Along with his warning to Iran, Rumsfeld also threatened unspecified action against Syria, accusing the country of shipping Saddam military supplies, such as night-vision goggles.
Syria, which has condemned the U.S.-led invasion of Iraq, is the home of Saddam’s socialist Baath Party and southern Iraq is the birthplace of the Shiite form of Islam. Iran’s Ayatollah Ruhollah Khomeini, the father of modern Islamic extremism and hatred of the West, spent some of his exile in southern Iraq.
Iran and Syria have longer track records than Iraq of state-sponsored terrorism aimed at the United States. Though Iran is experiencing a struggle between moderates and Islamic hardliners, the country has a history of launching car bombings and kidnappings aimed at Americans.
Iraqi Shiites are accommodated fairly well in Iran, where they mostly live in a border region across from the Iraqi city of Basra, scene of some of the war’s fiercest fighting.
Generally, the camps resemble small towns of 5,000 to 15,000 people. “You have a health center, electricity, water,” Jochum said.
Basra was one of the cities briefly held by Shiite rebels during the 1991 uprising in which the Badr Corps claimed to have played a major role.
Many Shiites from southern Iraq harbor bitter feelings against the United States for encouraging the uprising, then failing to provide air support for the rebellion. Human rights groups say thousands of Shiites were slaughtered in Saddam’s reprisals.
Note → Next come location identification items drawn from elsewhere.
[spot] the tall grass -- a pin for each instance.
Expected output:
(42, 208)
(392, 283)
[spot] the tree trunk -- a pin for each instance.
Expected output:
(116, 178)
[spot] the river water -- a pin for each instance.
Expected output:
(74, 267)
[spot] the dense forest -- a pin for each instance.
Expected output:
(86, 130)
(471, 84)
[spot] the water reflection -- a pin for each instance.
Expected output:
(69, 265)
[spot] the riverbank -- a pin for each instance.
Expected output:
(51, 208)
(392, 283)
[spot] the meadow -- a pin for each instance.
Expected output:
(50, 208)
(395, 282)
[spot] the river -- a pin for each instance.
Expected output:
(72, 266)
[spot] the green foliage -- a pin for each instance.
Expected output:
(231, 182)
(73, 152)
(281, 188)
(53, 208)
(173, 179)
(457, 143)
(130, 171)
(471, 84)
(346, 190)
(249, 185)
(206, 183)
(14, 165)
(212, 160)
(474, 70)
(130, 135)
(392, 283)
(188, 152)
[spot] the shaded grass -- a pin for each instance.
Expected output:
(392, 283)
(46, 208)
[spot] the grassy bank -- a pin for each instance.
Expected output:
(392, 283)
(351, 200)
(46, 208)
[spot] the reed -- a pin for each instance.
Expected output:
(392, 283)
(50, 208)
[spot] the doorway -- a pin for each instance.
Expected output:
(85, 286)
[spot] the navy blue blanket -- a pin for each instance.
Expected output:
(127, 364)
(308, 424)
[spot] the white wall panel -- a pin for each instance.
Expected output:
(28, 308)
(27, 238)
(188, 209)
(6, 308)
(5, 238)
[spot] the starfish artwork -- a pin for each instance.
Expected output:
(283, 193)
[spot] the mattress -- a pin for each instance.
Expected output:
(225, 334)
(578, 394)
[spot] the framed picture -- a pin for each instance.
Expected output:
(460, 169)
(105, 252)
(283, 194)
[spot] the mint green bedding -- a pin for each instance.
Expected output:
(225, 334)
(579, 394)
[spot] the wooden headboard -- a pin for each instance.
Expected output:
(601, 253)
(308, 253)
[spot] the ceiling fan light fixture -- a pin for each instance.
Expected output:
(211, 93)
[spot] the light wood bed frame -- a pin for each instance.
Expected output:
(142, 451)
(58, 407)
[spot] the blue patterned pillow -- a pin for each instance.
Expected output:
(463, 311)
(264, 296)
During the current fighting, U.S. officials say Iraqi forces are preventing civilians from fleeing into Iran. Jochum confirmed that no Iraqis apparently have been able to get out of the country.
Though Iran has said its border is closed to refugees, Jochum said the government has built huge camps just inside the border stocked with provisions.
Iran is the only Middle East country that has agreed to abide by the U.N. Convention Relating to the Status of Refugees: It houses more people registered as refugees than any other country in the world. According to the U.S. Committee for Refugees, Iran in 2001 hosted 2.56 million foreigners classified as refugees, roughly five times more than the United States. Many of the refugees are from Afghanistan.
If the current war establishes a democratic system in Iraq, the country would likely become an economic magnet for the region because of its oil wealth and the billions of dollars scheduled for development and reconstruction.